Using this documentation

The menu on the left allows you to browse the API endpoints. You can try the endpoints directly from your browser, so you can test them with your own data. To do so, click on the AUTHORIZE AND EXECUTE button at the bottom of each endpoint description, and fill in your API credentials when asked. You have the possibility to save your credentials in your browser to avoid having to type them again everytime you want to test an endpoint.

Be careful, as this is equivalent to giving someone that has access to your computer full access to Scalr. You should also be mindful when trying the API endpoints, especially with the PATCH and DELETE requests, as there are no safeguards: these API calls will alter or remove your data. We recommend that you start by copying the items you want to work on, and test the API only on the copies.

Writing a client for the Scalr API

To automate calls to the Scalr API, you need to write a client. You can do so in the programming language of your choice. Your client will have to generate HTTP requests that comply with the documentation, and authenticate them with your API credentials. The authentication mechanism is described here.

A few examples showing how to use the APIv2 with different programming languages are available on Github.
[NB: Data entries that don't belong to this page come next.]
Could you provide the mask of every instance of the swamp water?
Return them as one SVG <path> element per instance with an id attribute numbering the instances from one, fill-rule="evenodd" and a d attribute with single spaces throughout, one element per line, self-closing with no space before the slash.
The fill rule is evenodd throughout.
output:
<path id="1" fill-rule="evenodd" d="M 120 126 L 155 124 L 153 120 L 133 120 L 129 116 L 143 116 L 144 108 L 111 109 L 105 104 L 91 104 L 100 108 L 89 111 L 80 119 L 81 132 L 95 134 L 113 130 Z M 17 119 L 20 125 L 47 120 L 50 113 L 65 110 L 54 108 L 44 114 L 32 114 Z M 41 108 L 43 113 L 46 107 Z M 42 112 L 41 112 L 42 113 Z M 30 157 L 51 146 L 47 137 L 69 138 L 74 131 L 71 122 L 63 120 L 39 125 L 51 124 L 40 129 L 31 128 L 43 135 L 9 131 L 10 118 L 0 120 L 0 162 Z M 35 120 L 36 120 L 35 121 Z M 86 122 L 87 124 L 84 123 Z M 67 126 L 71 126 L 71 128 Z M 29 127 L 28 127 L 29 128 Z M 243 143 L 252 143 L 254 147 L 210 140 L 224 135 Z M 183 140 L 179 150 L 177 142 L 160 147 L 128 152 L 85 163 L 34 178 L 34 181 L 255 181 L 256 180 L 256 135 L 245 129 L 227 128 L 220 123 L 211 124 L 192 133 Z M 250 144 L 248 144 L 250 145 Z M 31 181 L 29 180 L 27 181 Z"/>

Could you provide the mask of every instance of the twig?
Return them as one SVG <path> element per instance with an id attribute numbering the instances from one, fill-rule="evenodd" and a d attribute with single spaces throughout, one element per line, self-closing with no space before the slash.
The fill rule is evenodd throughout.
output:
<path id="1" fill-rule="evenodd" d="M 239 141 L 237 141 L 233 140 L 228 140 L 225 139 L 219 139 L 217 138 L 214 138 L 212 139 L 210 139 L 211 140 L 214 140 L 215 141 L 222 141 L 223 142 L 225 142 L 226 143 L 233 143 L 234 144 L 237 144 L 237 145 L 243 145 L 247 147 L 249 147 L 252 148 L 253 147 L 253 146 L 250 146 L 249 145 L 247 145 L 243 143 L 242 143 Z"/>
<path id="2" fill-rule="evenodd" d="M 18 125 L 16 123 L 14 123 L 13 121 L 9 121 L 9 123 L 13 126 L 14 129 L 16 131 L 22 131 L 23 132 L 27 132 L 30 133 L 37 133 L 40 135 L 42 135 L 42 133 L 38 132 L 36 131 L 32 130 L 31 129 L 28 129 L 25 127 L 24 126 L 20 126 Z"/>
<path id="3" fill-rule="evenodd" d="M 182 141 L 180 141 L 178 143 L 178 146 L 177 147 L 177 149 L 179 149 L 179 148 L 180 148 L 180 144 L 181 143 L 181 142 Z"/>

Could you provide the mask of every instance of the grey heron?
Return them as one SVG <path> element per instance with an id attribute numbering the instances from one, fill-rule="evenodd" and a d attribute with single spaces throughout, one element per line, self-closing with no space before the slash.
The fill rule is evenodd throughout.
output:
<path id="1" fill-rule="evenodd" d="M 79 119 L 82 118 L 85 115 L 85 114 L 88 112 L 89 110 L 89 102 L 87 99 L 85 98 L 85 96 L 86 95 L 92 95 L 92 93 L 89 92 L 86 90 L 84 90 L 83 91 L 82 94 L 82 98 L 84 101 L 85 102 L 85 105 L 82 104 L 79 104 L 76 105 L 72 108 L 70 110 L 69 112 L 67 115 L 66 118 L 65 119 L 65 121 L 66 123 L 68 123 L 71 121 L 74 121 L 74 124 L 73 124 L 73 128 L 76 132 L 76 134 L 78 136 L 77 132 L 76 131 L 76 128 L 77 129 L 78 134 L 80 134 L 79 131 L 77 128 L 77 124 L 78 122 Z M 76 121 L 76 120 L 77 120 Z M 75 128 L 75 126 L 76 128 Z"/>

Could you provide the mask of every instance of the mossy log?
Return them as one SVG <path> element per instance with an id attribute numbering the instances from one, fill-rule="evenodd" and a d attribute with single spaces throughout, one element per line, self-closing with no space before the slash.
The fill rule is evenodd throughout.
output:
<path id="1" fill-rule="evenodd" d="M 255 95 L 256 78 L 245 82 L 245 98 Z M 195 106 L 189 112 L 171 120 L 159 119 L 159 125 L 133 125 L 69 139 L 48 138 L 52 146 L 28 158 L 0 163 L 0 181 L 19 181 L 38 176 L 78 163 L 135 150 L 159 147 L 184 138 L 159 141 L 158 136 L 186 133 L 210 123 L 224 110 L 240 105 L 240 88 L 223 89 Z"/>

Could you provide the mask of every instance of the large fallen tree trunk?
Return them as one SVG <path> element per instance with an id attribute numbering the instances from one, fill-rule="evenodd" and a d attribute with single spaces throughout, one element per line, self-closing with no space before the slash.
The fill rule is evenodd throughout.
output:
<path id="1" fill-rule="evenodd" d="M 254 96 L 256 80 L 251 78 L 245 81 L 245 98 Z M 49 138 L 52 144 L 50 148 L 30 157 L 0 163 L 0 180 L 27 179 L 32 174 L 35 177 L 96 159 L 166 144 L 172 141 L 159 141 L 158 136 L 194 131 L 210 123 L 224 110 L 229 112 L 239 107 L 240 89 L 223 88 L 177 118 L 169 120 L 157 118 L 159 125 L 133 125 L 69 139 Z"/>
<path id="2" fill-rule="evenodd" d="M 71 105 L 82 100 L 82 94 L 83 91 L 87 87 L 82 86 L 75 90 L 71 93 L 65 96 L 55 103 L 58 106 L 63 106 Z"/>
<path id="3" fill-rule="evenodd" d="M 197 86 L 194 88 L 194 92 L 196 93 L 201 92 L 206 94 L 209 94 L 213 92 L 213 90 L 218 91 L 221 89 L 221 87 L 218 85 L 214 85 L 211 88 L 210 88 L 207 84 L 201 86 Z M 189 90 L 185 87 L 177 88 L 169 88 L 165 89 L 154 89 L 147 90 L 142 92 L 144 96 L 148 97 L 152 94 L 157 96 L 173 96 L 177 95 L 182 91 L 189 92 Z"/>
These examples should help getting started with the API, but they are not fully fledged SDKs and they should only be considered as an extension to the documentation.

Error messages

{
   "errors":[{
      "code" : string,
      "message" : string
   }]
}

When something went wrong with your request, the Response data will contain “errors” list. Where “code” will contain machine code (like ObjectNotFound, ConfigurationMismatch etc.) and “message” will contain human-readable message that explains what exactly went wrong. The vast majority of these messages are build with defined patterns. The goals of these patterns are:

The main patterns to consider:

When we talk about particular property of an object we point-out the name of this object and property name, wrap it in single quotes and then go value(s) for this property in brackets. Example: "'FarmRole.cloudLocation' with value (abcd) is not allowed ...." The object name corresponds to the API Documentation (First letter capital, camelCases). When we have to expose two or more properties with values in one message follow the rule: After the 'property name' goes its (value), then goes next 'property name' and it's (value). If we've got the Object and we have to describe couple properties, we won’t repeat the object name in the message. Example: "'FarmRole.alias' (test-role) with 'cloudLocation' (east-us1) was not found". Here ‘alias’ and ‘cloudLocation’ are FarmRole’s properties. Properties with hierarchy (nested object properties) separated by dots. Example: "'FarmRole.networking.network' "

Note: There are conditions in Scalr API when we can’t build error message with defined pattern (for instance: original responses from cloud-services, etc.)

Swagger definitions

The swagger definitions for the Scalr user, account and global APIs are available respectively at:

These API specifications can be used to auto-generate client code in many languages, but you will likely have to rewrite the authentication part.